Wire-additive over v0.4. v0.4 → v0.5 happy-path bytes identical. v0.4.1 → v0.5.0 is non-breaking; bump the package version and existing code keeps working.

Wire-protocol additions (all opt-in)

  • Delta-varint stream encoding (stream_format: "msgpack-delta" / "protobuf-delta") — ~10-15% wire reduction pre-zstd
  • Discoverable Zstandard dictionaries at <origin>/.well-known/codec/dicts/<sha256>.zstd — hash-pinned, closes the v0.4.1 silent-COPY-dicts-drop regression class
  • GPU-side latent quantize fast pathLatentStreamEncoderOptions.gpu_quantize=True for torch.cuda.Tensor inputs, ~75% PCIe reduction on int4 SDXL
  • Bolt-on tool dispatcher contract — engine dispatches to manifest-published tools without ever detokenizing the model's <tool_call> region

Client cohort — 11 artifacts at 0.5.0

  • npm: @codecai/{web,web-safety,web-llm,maps-cli,mcp-leaf,tool-kit,wire-compress}
  • PyPI: codecai
  • NuGet: Codec.Net
  • crates: codec-rs
  • Maven Central: ai.codec:codec

New cross-cohort surfaces: content-aware + per-stack-aware compression picker rewrite with typed PickReasonCode enum, policies-enumerate subcommand on @codecai/maps-cli (resolves v0.4-OQ4), @codecai/tool-kit promoted to first-class family member.

Engine cohort — 5 images live on Docker Hub

wdunn001/codec-{sglang,vllm,llamacpp,comfyui,diffusers}:v0.5.0 and :latest. Each image now bakes the canonical zstd dicts at /opt/codec/dicts/, ships /opt/codec/check-dict-availability.sh (§1.7 sub-gate 2 probe), and is dep-verified for import brotli, zstandard, msgpack before push (§1.9).

Upstream PRs filed: sgl-project/sglang#25544, vllm-project/vllm#42896. Both DCO-signed.

wdunn001/codec-tgi is DROPPED — TGI treated as a dead project; cohort is sglang + vLLM + llama.cpp + ComfyUI + diffusers only.

Benchmarks

Full cohort at packages/bench/results/2026-05-17T23-06-45Z/.

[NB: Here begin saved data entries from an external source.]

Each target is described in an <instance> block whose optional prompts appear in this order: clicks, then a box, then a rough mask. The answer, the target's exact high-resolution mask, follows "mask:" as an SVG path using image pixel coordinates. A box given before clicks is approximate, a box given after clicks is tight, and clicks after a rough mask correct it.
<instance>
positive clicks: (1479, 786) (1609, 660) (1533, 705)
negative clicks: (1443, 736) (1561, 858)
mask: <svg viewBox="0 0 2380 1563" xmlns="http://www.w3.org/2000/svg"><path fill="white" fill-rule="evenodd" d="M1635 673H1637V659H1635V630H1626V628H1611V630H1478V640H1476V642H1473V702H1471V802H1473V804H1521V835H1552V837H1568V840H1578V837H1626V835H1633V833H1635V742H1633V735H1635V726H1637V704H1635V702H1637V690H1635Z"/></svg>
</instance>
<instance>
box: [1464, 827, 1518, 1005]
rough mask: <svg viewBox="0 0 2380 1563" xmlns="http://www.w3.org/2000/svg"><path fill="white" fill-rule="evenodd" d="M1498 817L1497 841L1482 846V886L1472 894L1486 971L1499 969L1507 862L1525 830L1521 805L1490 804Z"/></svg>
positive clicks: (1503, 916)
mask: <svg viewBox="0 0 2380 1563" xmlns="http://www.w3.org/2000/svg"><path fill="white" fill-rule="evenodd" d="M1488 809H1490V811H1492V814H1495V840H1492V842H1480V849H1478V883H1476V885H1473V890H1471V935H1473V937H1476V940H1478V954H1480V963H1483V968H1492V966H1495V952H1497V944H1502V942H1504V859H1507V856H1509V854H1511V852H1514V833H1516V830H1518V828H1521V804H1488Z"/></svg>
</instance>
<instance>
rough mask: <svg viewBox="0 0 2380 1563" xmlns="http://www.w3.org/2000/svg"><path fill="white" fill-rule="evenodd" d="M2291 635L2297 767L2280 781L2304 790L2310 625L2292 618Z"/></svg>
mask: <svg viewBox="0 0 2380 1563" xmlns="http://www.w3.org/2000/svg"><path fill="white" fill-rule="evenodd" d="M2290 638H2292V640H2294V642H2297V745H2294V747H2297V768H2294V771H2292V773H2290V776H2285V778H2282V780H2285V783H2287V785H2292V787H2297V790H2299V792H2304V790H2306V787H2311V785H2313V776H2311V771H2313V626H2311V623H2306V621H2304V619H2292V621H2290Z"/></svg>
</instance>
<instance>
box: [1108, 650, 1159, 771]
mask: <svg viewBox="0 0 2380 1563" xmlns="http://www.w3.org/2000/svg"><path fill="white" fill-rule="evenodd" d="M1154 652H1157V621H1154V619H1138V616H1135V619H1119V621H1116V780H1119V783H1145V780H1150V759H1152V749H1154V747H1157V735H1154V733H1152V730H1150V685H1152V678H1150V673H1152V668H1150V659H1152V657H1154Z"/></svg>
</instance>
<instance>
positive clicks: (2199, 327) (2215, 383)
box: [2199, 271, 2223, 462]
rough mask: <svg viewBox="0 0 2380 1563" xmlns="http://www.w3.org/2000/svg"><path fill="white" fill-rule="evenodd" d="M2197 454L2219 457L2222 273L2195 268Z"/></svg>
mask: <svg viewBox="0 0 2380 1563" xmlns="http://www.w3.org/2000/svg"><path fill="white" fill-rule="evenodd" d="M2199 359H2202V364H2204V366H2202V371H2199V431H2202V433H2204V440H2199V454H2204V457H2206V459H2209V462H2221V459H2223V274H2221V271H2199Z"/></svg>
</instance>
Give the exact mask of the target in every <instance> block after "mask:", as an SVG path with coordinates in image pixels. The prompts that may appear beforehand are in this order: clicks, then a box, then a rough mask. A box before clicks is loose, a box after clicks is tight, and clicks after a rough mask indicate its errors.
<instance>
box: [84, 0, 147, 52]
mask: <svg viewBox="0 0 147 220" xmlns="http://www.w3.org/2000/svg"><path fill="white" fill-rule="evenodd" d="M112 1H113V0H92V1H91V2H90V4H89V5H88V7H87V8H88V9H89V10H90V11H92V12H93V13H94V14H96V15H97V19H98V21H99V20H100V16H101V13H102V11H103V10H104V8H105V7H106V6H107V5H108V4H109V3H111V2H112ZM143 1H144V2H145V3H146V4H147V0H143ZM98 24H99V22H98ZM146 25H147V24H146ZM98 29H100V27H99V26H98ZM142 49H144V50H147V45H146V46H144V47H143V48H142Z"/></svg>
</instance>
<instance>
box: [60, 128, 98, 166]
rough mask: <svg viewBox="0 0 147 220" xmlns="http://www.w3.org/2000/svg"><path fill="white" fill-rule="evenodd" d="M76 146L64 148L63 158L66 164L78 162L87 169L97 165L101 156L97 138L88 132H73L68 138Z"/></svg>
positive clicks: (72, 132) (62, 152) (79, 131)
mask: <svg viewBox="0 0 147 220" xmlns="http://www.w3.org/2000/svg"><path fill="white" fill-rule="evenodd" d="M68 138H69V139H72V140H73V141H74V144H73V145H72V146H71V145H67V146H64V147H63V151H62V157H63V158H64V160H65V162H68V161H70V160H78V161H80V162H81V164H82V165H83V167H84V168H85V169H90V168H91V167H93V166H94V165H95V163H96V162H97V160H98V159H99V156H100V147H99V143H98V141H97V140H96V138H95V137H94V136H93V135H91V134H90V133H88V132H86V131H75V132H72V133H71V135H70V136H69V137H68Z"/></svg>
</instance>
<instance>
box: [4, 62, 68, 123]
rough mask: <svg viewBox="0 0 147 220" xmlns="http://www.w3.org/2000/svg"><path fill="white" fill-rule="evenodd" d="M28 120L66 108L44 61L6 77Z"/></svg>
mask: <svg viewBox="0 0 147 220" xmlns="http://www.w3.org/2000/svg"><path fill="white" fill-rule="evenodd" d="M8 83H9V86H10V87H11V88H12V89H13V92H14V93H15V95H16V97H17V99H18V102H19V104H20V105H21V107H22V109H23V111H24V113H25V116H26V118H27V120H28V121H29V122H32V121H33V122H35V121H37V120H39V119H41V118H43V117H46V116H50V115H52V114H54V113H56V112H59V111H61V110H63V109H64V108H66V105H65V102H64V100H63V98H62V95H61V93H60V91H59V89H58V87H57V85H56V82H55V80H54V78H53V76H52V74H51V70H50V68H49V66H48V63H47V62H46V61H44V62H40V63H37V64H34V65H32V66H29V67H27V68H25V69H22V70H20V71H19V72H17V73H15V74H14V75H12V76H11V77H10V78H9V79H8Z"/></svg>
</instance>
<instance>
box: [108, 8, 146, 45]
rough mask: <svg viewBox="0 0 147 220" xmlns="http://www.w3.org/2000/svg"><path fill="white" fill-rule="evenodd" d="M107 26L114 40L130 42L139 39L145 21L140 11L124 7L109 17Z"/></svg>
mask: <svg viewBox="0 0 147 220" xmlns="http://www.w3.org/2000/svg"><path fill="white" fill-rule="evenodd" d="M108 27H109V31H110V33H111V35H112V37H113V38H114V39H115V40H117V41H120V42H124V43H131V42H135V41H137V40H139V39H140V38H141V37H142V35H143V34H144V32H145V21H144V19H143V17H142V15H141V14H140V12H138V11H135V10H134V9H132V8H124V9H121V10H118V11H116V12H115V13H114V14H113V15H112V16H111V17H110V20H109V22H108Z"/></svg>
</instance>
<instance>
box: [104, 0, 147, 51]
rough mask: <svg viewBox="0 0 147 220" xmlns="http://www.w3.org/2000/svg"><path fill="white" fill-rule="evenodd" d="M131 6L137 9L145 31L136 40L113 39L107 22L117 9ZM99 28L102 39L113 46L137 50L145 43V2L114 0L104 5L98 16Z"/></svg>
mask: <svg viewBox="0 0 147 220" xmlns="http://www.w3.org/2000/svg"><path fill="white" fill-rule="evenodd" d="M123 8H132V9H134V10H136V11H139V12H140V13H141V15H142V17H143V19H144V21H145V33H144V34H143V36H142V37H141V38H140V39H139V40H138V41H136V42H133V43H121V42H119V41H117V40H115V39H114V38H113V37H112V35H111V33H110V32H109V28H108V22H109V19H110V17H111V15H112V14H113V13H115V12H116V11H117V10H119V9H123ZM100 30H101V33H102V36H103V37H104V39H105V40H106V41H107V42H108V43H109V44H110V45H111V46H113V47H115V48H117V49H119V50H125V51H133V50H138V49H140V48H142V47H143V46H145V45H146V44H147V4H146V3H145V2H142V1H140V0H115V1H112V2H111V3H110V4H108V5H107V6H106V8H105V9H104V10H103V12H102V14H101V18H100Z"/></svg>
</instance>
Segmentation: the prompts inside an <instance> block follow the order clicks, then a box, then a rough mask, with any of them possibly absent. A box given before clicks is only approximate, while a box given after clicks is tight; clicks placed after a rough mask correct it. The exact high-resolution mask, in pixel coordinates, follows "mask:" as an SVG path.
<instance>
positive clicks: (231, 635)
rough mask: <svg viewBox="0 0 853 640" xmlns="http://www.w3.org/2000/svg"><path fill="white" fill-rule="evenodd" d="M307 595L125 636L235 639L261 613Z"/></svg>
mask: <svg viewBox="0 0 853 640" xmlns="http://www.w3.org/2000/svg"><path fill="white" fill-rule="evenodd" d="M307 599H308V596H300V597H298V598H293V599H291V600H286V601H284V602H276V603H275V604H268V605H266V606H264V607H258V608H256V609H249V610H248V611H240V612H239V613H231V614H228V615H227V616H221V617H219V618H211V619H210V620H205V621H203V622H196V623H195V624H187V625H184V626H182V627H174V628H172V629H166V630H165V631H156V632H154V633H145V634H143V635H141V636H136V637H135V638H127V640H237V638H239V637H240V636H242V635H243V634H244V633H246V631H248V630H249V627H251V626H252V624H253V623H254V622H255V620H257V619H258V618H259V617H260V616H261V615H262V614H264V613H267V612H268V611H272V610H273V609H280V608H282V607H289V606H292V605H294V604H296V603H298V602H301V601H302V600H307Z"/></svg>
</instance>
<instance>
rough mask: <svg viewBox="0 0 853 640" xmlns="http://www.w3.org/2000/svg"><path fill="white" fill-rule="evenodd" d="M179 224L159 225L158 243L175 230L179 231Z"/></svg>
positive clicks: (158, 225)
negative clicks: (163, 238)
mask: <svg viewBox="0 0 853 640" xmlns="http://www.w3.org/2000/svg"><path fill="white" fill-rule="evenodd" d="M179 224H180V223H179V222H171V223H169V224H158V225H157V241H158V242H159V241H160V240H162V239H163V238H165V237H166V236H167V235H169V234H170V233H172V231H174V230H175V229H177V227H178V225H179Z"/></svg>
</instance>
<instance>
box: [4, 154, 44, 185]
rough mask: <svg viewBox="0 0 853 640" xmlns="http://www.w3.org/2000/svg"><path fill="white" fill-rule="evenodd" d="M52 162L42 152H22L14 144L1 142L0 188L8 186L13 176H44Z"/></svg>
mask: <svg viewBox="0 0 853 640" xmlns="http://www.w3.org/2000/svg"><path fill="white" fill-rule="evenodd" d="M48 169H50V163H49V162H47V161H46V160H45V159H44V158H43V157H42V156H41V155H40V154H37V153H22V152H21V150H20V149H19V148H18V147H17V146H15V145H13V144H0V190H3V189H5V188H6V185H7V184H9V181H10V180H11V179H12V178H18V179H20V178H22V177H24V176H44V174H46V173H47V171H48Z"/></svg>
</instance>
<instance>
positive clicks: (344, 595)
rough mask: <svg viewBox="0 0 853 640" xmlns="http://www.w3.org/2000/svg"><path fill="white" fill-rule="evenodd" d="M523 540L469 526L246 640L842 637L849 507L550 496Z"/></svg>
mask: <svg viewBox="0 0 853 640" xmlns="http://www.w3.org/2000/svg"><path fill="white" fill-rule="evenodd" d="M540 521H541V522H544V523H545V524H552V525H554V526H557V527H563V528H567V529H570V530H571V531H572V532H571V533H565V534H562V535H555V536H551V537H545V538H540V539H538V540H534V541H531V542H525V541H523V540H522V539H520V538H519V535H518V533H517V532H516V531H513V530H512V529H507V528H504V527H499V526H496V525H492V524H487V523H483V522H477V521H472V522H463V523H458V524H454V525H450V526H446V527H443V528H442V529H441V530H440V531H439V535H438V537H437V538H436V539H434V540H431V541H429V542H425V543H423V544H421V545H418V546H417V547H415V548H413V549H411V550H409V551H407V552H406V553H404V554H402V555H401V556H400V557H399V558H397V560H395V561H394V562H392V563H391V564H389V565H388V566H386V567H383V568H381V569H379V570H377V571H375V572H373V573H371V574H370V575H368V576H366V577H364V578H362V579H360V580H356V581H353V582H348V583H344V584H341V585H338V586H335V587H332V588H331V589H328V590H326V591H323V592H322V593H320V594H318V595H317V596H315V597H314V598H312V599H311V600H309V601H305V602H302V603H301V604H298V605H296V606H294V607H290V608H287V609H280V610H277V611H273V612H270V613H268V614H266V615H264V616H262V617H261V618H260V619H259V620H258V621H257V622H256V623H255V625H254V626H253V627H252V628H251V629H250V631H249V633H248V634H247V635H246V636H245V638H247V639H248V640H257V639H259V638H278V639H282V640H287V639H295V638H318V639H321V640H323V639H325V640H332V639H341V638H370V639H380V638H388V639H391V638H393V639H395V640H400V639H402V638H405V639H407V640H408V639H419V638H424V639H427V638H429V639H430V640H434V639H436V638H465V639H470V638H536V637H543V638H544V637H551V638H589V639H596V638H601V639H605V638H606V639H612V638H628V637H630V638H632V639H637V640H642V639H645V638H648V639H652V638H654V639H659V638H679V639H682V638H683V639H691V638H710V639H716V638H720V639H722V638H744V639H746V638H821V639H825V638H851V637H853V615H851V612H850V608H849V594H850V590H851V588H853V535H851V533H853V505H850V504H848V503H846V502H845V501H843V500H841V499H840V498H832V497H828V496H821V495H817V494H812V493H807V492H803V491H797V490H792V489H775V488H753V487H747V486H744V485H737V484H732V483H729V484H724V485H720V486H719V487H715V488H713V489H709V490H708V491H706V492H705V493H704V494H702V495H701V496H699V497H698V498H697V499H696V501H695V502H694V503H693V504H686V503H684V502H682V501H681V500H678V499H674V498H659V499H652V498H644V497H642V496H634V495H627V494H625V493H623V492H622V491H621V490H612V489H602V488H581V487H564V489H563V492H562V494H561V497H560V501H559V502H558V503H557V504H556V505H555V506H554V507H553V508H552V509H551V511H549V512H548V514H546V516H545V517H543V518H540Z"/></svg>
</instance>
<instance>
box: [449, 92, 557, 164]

§1b engine-output @ 2K tokens, Codec msgpack + dict-zstd:

Engine JSON-SSE Best Codec Reduction
llama.cpp 528.8 KB 140 B 3,868×
sglang 485.2 KB 291 B 1,707×
vllm 517.8 KB 3.9 KB 137×

Byte-identical to v0.4.1 — confirms the wire-additive invariant.

§2 cross-language interop: 72/72 wire-unanimous + 72/72 decode-unanimous across 3 engines × 6 client languages.

Release-process additions

  • docs/RELEASE_CHECKLIST.md §1.7 — zstd dictionary availability gate (4 sub-gates)
  • docs/RELEASE_CHECKLIST.md §1.9 — engine image protocol-critical dep audit
  • docs/RELEASE_CHECKLIST.md §3.5 — bench surface coverage gate (codifies per-surface re-run triggers)
  • packages/bench/scripts/release-bench.sh — one-shot orchestrator for the full §3 + §3.5 cohort

IETF Internet-Draft

docs/submissions/draft-dunn-codec-00.md ready for submission as an Independent Submission. Companion SUBMITTING.md walkthrough covers the kdrfc → datatracker workflow.


Full notes: CHANGELOG.md. Spec: spec/versions/v0.5.md. Versioning policy: spec/versions/v0.4.md#versioning-policy.